Jason hit him again. “I’m your worst nightmare. The man on your dark horse.”

“You should die with her,” he muttered.

“Perhaps, but not by your hand.” He leaned until his face was inches from Theodore’s.

Jason knew he only had minutes left. “Tie him up.”

The two sailors tied his hands around the mast. A white, perfect back faced him. This man who had marked and scarred Emily’s was as flawless as a babe’s.

Fury roared through him. Jason shucked off his coat, and pulled his hand back. The leather thongs hissed through the air, snapping on that back. The man jerked and with satisfaction, Jason saw red welts spring up and cry blood.

Again he pulled his arm back, brought the whip down harder this time.

“Evil…” Theodore mumbled.

Again and again, Jason welded the whip.

Theodore shuddered as the next blow fell, then went utterly still.

Dozens of red welts marked the man’s back.

Jason shook his head.
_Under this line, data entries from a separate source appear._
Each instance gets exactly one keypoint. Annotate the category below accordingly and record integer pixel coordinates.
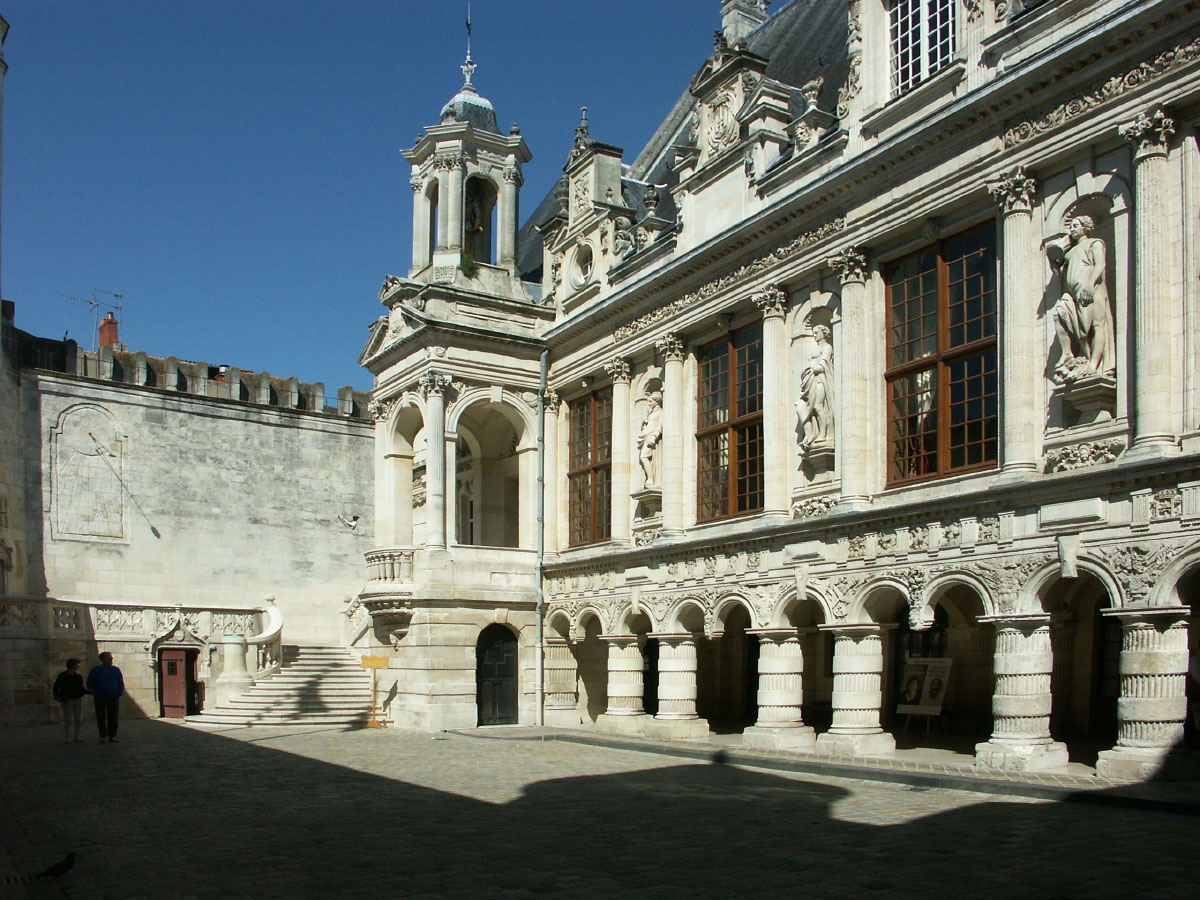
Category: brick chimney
(108, 331)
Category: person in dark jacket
(69, 690)
(107, 685)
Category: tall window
(591, 468)
(942, 397)
(922, 34)
(730, 435)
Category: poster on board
(923, 687)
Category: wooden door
(173, 683)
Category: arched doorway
(496, 676)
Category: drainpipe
(541, 535)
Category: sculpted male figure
(1083, 316)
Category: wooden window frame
(598, 471)
(733, 427)
(940, 364)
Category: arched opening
(1085, 683)
(479, 220)
(496, 676)
(592, 664)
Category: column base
(1125, 763)
(673, 729)
(881, 743)
(623, 724)
(1021, 757)
(765, 737)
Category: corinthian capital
(1150, 133)
(772, 301)
(1014, 192)
(850, 264)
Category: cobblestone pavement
(258, 814)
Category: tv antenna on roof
(94, 304)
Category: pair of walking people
(105, 684)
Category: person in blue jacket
(107, 685)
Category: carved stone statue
(815, 406)
(1083, 316)
(649, 436)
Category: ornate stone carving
(1078, 456)
(1015, 191)
(1145, 72)
(744, 273)
(850, 265)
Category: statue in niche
(1083, 316)
(649, 436)
(815, 406)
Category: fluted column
(780, 694)
(857, 694)
(1020, 703)
(777, 448)
(562, 701)
(618, 369)
(1152, 313)
(671, 349)
(1153, 702)
(855, 430)
(433, 385)
(1018, 339)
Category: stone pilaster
(677, 689)
(1153, 702)
(777, 448)
(625, 714)
(1018, 339)
(433, 385)
(671, 349)
(856, 431)
(1152, 315)
(1020, 703)
(780, 694)
(857, 694)
(618, 370)
(562, 701)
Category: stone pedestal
(780, 695)
(1020, 705)
(857, 694)
(1153, 702)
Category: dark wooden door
(173, 683)
(496, 676)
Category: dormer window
(922, 37)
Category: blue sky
(232, 167)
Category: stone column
(671, 349)
(454, 202)
(1018, 337)
(1152, 313)
(433, 385)
(780, 694)
(618, 369)
(855, 427)
(1020, 703)
(1153, 702)
(562, 701)
(857, 694)
(507, 239)
(625, 714)
(677, 689)
(777, 447)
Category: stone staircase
(315, 685)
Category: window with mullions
(941, 378)
(922, 34)
(730, 433)
(589, 479)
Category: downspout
(541, 537)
Rage still pounded through him. He walked up, stared into the man’s unseeing eyes. Theodore Smith was no longer breathing. “Damn you for denying me justice, you sorry bastard.”

He moved back, dropped the whip and strode across the deck, to the stairs.

“Jason—” Rayne started.

He ignored him and kept going, through the circle of men. At the edge of the group, he halted. Emily stood in the doorway that led to the stairs.

Well, hell, he hadn’t wanted her to see that.

Jason took a deep breath and then a step toward her. When he reached her, she wrapped her arms around him and said, “Take me home.”